ディナー中は終始和やかで、レオンの面白いエピソードや、クラリスの好きな絵画の話、ロイの意外な趣味の話などで盛り上がった。

少し空気が変わったのは、食器を下げた執事が部屋を出ていった後、レオンが冬期休暇中の予定を尋ねてきた時だった。

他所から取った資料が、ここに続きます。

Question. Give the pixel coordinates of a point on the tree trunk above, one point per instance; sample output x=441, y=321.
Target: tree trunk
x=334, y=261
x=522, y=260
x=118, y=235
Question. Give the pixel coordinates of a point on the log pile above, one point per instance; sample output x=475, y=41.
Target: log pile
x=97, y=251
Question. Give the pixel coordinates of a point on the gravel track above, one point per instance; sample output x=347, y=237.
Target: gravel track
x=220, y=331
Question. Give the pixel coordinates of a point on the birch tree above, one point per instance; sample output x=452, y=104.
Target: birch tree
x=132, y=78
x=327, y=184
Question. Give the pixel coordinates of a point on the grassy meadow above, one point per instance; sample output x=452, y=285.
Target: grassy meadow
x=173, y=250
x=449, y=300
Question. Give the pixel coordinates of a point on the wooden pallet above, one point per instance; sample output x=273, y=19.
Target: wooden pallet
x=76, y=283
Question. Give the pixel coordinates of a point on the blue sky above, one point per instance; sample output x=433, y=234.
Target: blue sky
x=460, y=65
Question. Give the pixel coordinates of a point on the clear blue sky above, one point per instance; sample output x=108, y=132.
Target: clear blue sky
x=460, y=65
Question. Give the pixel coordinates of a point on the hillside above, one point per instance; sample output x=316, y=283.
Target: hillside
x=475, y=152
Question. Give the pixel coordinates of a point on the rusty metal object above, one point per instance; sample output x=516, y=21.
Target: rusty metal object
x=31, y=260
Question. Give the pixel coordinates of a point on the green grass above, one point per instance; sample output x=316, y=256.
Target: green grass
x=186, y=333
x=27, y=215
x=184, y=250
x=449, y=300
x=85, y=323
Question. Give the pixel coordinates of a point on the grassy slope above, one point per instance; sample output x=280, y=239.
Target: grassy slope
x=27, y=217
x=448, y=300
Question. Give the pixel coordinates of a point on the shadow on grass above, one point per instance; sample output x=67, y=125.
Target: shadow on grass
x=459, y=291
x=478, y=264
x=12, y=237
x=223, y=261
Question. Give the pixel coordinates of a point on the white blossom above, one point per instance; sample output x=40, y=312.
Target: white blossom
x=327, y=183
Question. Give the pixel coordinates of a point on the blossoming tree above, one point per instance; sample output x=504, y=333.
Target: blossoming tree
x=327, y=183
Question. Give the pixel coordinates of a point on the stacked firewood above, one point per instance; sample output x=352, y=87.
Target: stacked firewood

「ミレイア。ノクシア領には明日行くのか? 俺は既に準備万端だよ」


「明日は行かないわ」


「じゃあ、明後日?」


「うーん、予定がたくさんあって……いつになるかまだわからないの」


「どんな予定か聞いてもいいか?」

レオンがミレイアの顔を覗き込む。


「うん。明日はノエルと一緒に西の森に行くわ。アゼルも行くことになっていて……大おばあさまが会わせたい人がいるらしいの」


「それは……俺は一緒に行けないのか?」


「無理ね。わたしが一緒に転移できるのは一人だけだから。馬車だと西の森まで丸二日かかってしまうし……」


「他の予定は?」


「ティナのお兄さんに会ったり、セドリックと研究したり、ルイスの家を訪ねたりもしないといけないのだけど……」


「おい、ちょっと待て。俺を置いて、他の男たちに会いにいく予定ばっかり?」

レオンが頬を膨らませる。それを無視して、ミレイアは真剣な声を出した。


「あのね、今いちばんやらなければならないのは、イグニッツ侯爵の悪事の証拠を掴むことなの」


「え! どういうこと?」

クラリスが思わず声を上げる。


「ソフィアを助けたいの」

ミレイアは、つい先ほどソフィアから聞いた話を、言葉を選びながら三人に慎重に伝えた。


「ソフィア嬢がそんな話をね……」

ロイが頷く。

「イグニッツ侯爵が裏取引で莫大な金を受け取っていることは、最近いろいろ調べている中でわかっていたよ」


「第二王子派の貴族の中にリヴァンス子爵がいることもね」

クラリスが眉を顰める。

「だけど、脅されて言いなりになっているだなんて知らなかった……」


「イグニッツ侯爵は、俺たちが幼い頃から明らかに黒に近い人間でありながら、証拠を残さず、何度も捜査を掻い潜ってきた」

レオンがミレイアの目を見て語り出す。

「リヴァンス子爵の部屋に違法賭博や違法薬物の取引の裏帳簿があったことは、第二王子派の一部が犯罪を犯していた証拠にはなる。だが、イグニッツ侯爵が関わっていた証明にはならない。指示が記された手紙も、恐らく本人が書いたものではないだろう。この状況では、リヴァンス子爵に罪をなすりつけて逃れる可能性が高い」


ミレイアは頷いた。

「そうね、わかっているわ。だからこそ、イグニッツ侯爵が首謀者である確実な証拠が必要なの」


ロイが手を挙げて発言する。

「はい、それなら……瞬間記録機を仕掛けるのはどうかな。実際、何度か犯人を特定しているし、あれのおかげで裏路地で頻発していた犯罪が減ったと聞いているよ」


「それも一つの方法だとは思う。だけど、イグニッツ侯爵の私的な空間に入り込んで仕掛けるのは、見つかった時のリスクが大きいわ。部屋に入っても怪しまれない人物の協力が必要よ」


ミレイアの言葉に、クラリスが手を挙げる。

「イザベルに頼む?」


「いや、それはまずいだろ」

レオンが反対する。

「家族を告発しようとしているんだ。協力どころか、恨まれてもおかしくない」


四人がそれぞれに考え込んだ時、ミレイアとレオンの間から声がした。

「それじゃあさー」


「あ、アレク!」

ミレイアは、いきなり頭を撫でてきたアレクに驚く。


「おいお前、何を勝手に入ってきている」

掴みかかろうとするレオンの手を、アレクはひょいとすり抜け、ミレイアの後ろに回り込んだ。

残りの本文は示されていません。